Earlier this week, a key decision denying defendants’ motion to dismiss was issued in the case, Kane v. Healthfirst Inc., et al. and United States v. Continuum Health Partners Inc., et al. (case no. 1:11-cv-02325, S.D.N.Y.). This is the first court decision to interpret a provision of the Affordable Care Act that requires a person who has received an overpayment of Medicare or Medicaid funds to report and return the overpayment by the later of: (i) 60 days after the date on which the overpayment was “identified”; or (ii) the date any corresponding cost report is due, if applicable. 42 U.S.C. § 1320a-7k(d). Although the Centers for Medicare and Medicaid Services (CMS) issued a Proposed Rule in 2014 related to the process for reporting and returning overpayments, the deadline for issuing the Final Rule has been extended  until February 2016.

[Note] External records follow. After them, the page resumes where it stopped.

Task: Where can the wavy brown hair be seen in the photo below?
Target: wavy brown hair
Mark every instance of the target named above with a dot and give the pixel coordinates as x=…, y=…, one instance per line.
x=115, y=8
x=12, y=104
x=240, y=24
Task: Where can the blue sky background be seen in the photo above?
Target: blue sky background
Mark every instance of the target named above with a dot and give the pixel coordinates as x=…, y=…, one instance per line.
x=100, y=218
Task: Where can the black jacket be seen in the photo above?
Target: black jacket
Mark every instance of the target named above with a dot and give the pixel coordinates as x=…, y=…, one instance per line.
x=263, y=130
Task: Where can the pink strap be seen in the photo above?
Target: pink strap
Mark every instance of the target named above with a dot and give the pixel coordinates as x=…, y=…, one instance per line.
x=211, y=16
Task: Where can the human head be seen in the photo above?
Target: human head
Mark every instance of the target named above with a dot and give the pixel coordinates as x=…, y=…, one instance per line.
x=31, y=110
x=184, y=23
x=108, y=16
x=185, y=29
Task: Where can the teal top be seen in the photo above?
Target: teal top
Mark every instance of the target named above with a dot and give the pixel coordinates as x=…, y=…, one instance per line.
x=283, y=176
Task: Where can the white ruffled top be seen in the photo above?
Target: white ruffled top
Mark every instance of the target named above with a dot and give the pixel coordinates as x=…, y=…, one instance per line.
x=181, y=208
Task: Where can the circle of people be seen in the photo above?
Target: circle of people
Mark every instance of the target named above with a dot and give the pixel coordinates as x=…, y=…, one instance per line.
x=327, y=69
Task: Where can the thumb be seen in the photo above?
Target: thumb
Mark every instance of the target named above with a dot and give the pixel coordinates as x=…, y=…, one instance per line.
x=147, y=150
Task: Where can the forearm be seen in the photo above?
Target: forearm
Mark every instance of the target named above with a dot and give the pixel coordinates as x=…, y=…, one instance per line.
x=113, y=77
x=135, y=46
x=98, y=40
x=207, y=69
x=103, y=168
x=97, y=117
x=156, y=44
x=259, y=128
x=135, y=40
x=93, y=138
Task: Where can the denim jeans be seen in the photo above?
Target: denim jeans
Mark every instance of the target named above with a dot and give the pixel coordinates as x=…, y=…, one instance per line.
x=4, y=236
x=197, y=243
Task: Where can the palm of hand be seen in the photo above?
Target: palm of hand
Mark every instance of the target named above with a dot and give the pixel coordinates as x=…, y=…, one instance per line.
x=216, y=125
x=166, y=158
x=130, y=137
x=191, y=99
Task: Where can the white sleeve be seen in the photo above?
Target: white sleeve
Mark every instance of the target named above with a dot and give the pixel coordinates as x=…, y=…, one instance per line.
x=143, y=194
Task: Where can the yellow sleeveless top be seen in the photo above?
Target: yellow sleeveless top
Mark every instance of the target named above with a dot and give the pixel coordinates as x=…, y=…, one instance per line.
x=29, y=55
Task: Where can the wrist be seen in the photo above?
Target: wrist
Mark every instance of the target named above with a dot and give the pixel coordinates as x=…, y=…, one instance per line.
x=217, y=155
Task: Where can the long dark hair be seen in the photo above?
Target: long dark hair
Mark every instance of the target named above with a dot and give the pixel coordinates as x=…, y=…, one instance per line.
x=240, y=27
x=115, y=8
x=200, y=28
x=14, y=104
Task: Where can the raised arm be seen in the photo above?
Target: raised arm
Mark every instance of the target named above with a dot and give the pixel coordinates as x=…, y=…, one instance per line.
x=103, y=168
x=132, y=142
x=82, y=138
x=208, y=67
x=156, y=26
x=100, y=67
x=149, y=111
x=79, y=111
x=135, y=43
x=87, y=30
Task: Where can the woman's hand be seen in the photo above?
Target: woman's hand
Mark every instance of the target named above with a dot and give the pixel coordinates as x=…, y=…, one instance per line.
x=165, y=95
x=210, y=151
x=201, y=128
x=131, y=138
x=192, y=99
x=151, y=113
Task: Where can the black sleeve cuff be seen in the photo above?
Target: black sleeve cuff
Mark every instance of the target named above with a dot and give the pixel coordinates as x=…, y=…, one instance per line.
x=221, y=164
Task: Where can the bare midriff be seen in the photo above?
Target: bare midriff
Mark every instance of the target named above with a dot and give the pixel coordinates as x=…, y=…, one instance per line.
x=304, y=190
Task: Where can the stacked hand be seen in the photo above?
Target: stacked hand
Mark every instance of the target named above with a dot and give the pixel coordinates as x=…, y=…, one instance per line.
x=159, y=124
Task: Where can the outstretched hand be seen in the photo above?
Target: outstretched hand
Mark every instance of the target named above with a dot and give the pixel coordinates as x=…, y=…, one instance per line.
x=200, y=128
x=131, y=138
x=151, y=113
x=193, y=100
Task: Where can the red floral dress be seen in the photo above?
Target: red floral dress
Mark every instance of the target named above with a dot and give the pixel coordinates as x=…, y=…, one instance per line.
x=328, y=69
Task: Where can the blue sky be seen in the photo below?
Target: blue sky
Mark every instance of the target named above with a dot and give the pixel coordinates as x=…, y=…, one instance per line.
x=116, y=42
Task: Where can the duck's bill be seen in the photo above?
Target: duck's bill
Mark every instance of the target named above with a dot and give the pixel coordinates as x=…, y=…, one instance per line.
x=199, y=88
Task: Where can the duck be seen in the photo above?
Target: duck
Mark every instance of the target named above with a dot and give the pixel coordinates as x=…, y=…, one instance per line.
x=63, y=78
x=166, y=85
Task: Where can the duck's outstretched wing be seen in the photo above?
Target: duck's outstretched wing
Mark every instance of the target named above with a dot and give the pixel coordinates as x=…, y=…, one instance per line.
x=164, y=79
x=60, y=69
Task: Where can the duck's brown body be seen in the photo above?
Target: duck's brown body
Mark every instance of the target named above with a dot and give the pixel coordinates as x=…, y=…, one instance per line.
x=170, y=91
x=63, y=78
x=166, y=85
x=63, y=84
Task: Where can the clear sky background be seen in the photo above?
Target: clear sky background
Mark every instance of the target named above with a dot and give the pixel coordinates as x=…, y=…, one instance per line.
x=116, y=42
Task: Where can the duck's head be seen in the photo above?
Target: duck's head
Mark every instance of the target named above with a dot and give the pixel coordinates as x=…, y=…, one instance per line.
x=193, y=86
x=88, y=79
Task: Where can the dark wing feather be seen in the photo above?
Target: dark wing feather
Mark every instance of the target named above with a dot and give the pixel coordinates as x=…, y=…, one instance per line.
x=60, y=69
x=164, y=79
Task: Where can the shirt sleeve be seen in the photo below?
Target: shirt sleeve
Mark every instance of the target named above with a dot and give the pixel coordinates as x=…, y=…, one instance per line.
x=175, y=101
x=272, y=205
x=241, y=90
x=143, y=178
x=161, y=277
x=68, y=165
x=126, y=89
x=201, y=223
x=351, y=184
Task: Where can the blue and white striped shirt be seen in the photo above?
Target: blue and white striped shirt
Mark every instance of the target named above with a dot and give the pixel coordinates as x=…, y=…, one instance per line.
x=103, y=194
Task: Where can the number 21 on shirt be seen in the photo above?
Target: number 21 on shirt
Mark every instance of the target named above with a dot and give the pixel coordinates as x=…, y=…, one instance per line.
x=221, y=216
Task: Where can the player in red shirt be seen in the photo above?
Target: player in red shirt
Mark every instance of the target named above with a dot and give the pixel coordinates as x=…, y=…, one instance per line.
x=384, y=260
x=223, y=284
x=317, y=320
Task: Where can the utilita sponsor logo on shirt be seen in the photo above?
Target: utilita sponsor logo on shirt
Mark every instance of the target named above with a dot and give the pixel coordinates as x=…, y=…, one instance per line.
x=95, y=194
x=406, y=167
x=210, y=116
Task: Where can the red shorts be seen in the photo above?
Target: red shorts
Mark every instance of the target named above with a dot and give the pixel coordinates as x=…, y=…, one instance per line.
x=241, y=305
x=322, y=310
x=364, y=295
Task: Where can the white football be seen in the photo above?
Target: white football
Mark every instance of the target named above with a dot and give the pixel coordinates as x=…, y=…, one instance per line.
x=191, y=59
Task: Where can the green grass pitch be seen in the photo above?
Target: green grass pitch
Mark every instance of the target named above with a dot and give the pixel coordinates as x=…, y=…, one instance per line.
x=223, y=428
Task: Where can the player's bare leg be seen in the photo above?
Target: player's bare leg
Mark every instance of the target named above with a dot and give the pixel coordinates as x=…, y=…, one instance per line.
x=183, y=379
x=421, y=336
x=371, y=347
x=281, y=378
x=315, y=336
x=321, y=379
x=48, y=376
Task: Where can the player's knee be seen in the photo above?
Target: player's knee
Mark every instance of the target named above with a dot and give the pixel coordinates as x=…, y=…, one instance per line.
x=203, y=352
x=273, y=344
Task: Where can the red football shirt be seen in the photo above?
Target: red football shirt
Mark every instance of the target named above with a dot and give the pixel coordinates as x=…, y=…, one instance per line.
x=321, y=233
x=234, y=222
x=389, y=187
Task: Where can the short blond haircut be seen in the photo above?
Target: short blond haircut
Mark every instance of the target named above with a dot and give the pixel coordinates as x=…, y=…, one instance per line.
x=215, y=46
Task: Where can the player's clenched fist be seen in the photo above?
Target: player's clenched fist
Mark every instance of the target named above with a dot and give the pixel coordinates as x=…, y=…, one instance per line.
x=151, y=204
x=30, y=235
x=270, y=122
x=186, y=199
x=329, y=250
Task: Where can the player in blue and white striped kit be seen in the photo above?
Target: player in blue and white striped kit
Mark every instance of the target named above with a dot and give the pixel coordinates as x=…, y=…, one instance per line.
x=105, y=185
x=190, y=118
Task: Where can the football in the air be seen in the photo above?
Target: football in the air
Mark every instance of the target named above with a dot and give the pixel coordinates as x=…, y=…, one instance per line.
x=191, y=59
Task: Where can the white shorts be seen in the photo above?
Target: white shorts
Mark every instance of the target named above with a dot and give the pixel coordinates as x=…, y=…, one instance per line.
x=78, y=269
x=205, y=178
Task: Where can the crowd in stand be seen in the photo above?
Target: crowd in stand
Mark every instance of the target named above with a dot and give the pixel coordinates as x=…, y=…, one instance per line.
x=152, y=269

In Kane, the relator was a former employee of the company who allegedly provided to management a spreadsheet of over 900 potential overpayments caused by a software glitch. The employee was fired four days later and the company failed to return all of the overpayments due until it subsequently received a civil investigative demand in connection with the qui tam lawsuit that had been filed by the former employee under the False Claims Act (FCA). The Court determined that defining “identified”, and thus starting the 60-day clock, when a “provider is put on notice of a potential overpayment, rather than the moment when an overpayment is conclusively ascertained”, is consistent with FCA legislative history.  The Court further stated that the defendants’ position that its obligation to pay would not be triggered until after it had “done the work necessary to determine conclusively the precise amount owed to the Government”, thereby “relegating the sixty-day period to merely the time within which they would have to cut the check”, would create an “absurd result.”